When your optimizer silently returns the wrong answer (and how to catch it)

Numerical solvers have a failure mode that is worse than crashing: every so often they return status: Optimal and hand you a number that is simply wrong. No exception, no warning — just a confident, incorrect optimum. If that number drives a downstream decision (a schedule, an allocation, a price), you may never notice.

I ran into a clean example of this in HiGHS recently while reducing a bug that had surfaced through cvxpy, and the debugging path generalizes to any LP/QP/MILP stack. Here's the case, how I isolated it, and a short checklist you can apply to your own models.

The symptom: same model, two answers

A mixed-integer model that HiGHS solves to Optimal with objective 0.0 under default settings — but solve the same model with presolve turned off and you get Optimal with objective ≈ 6.68e8. Both runs report success. One of them is wrong.

When presolve-on and presolve-off disagree on a problem that has a well-defined, bounded optimum, that is not a tolerance issue — it means one of the reduction steps is mangling the model. (This particular case is an open, actively-investigated issue; a separate wrong-answer I reduced to a standalone .mps from a cvxpy program is filed here.)

The first diagnostic is free: flip presolve

Before anything else, re-solve with presolve disabled and compare the two objectives:

import highspy

def solve(path, presolve="on"):
    h = highspy.Highs()
    h.setOptionValue("presolve", presolve)
    h.setOptionValue("output_flag", False)
    h.readModel(path)
    h.run()
    return h.getObjectiveValue()

on  = solve("model.mps", "on")
off = solve("model.mps", "off")
print(on, off)        # disagree on a feasible, bounded model => bug in a reduction

The same idea works through the modeling layer — in cvxpy, compare prob.solve(solver=cp.HIGHS) against the same solve with {"presolve": "off"}. If the two disagree, a reduction step is the culprit, and you have already cut the search space in half.

Why scaling is so often the trigger

The common thread in this family of bugs is coefficient magnitude.

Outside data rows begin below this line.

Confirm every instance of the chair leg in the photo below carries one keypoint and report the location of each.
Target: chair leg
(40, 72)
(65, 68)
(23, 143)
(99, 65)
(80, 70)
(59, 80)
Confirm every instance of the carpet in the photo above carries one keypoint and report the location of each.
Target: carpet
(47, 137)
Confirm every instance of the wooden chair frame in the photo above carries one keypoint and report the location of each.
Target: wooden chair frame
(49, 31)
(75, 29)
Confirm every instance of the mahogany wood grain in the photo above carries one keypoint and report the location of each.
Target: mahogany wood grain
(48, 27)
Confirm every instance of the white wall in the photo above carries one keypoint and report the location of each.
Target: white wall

HiGHS prints the coefficient ranges at the top of every run:

Coefficient ranges:
  Matrix  [4e-01, 5e+02]
  Cost    [2e+01, 3e+02]
  Bound   [1e+02, 1e+02]
  RHS     [3e+01, 2e+04]

When a single constraint mixes coefficients spanning many orders of magnitude, bound-tightening and substitution accumulate floating-point error, and integer-rounding logic ("this RHS rounds up to the next integer bound") can tip the wrong way. The minimal reproducer I extracted kept exactly the rows whose coefficients carried the large magnitudes — drop them and the collapse disappears.

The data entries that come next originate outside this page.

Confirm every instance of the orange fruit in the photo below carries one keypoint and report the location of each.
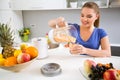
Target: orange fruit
(1, 56)
(32, 51)
(17, 52)
(23, 46)
(10, 61)
(2, 60)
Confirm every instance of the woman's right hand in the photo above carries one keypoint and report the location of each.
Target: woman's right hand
(77, 49)
(60, 22)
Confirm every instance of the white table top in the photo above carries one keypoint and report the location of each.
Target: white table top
(70, 65)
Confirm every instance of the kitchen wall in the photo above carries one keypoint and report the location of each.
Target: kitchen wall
(38, 21)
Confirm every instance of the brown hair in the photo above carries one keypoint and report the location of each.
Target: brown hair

The same root cause shows up across solvers, just wearing different clothes:

OSQP (QP): an open report where v1.0.0+ runs all the way to max-iterations with gap = -nan, even though the primal and dual residuals are already at 1e-14. The duality-gap termination criterion is poisoned by a NaN, so the solver never recognizes that it has already converged.
Clarabel (conic/QP): a report where a wildly ill-scaled QP (objective on the order of 1e9) returns a false PrimalInfeasible with equilibration on, but solves cleanly with equilibrate_enable=False. Ruiz equilibration is capped at equilibrate_max_scaling = 1e4 by default — about four orders short of a 1e8 dynamic range, so the post-scaling KKT system is still badly conditioned.

Different solvers, same lesson: magnitude is not cosmetic.

How to minimize a solver bug so it actually gets fixed

A 350-row model is not a bug report a maintainer can act on. The reduction loop is mechanical and worth automating:

Reproduce on the latest release first. Half of "bugs" are already fixed. Pin the version you tested.
Greedily drop rows and columns. Remove a chunk; if the wrong-answer signature survives, keep it removed; otherwise restore it and try a smaller chunk. Binary-search your way down. I took one case from 348×169 to 41×40 this way and it still collapsed.
Make the "still broken" check a predicate, not an eyeball. Here it was abs(on - off) > tol (or status == Infeasible while presolve-off says Optimal), re-evaluated after every removal.
Export the reduced model to a portable format (.mps) so the report is solver-version- and language-independent.
File with three things: the version, the exact on/off command delta, and the minimal .mps. That is a report that gets triaged in minutes instead of sitting untouched.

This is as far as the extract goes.